Claude, sentado frente a su madre, se preguntaba qué hacía que sus manos fueran tan diferentes de cualesquiera otras que hubiese visto. Siempre había sabido que eran diferentes, pero ahora debía observarlas detenidamente para ver por qué. Eran finas y siempre blancas, incluso cuando las uñas estaban manchadas en la temporada de conservas Sus dedos se arqueaban en las articulaciones como si se encogieran por el contacto. Eran inquietas y a menudo, cuando hablaba, pasaban por su pelo o alisaban ligeramente su vestido. Cuando estaba nerviosa, a veces se ponía la mano en la garganta o palpaba el cuello de su vestido como si estuviese buscando un broche que hubiera perdido. Eran manos sensibles y, sin embargo, parecían no tener nada que ver con los sentidos, parecían ser los dedos de un espíritu andando a tientas.
—¿Qué opináis vosotros?
Claude volvió de su sueño:
—¿Sobre qué, madre? ¡Ah, el transporte! No nos preocupamos por eso. Es cosa del Gobierno llevarnos al otro lado. Un soldado no debe preocuparse por nada a excepción de aquello de lo que es directamente responsable. Si los alemanes hundieran unos cuantos barcos de tropas, sería una desgracia, desde luego, pero a la larga daría una buena imagen. Los británicos están perfeccionando un enorme dirigible, construido para transportar pasajeros. Si hunden nuestros barcos, eso solo supondría un retraso. En un año, los yanquis estarán sobrevolando la zona. No pueden detenernos.
La señora Wheeler se inclinó hacia delante.
—Eso deben de ser habladurías de los chicos, Claude. ¿No creerás que algo así sea factible?
—Totalmente. Los británicos dependen de sus diseñadores de aviones para hacer precisamente eso si todo lo demás falla. Por supuesto, nadie sabe todavía lo efectivos que serán los submarinos en nuestro caso.

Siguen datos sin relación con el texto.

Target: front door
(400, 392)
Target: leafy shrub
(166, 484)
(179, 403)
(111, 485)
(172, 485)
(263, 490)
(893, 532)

La señora Wheeler de nuevo se cubrió los ojos con la mano.
—Cuando yo era joven, allá en Vermont, solía desear haber vivido en la época antigua cuando el mundo avanzaba a pasos agigantados. Y ahora, siento como si mi vista no pudiese soportar el esplendor que palpita en él. Parece que tuviéramos que haber nacido con facultades nuevas para comprender qué está pasando en el aire y bajo el mar.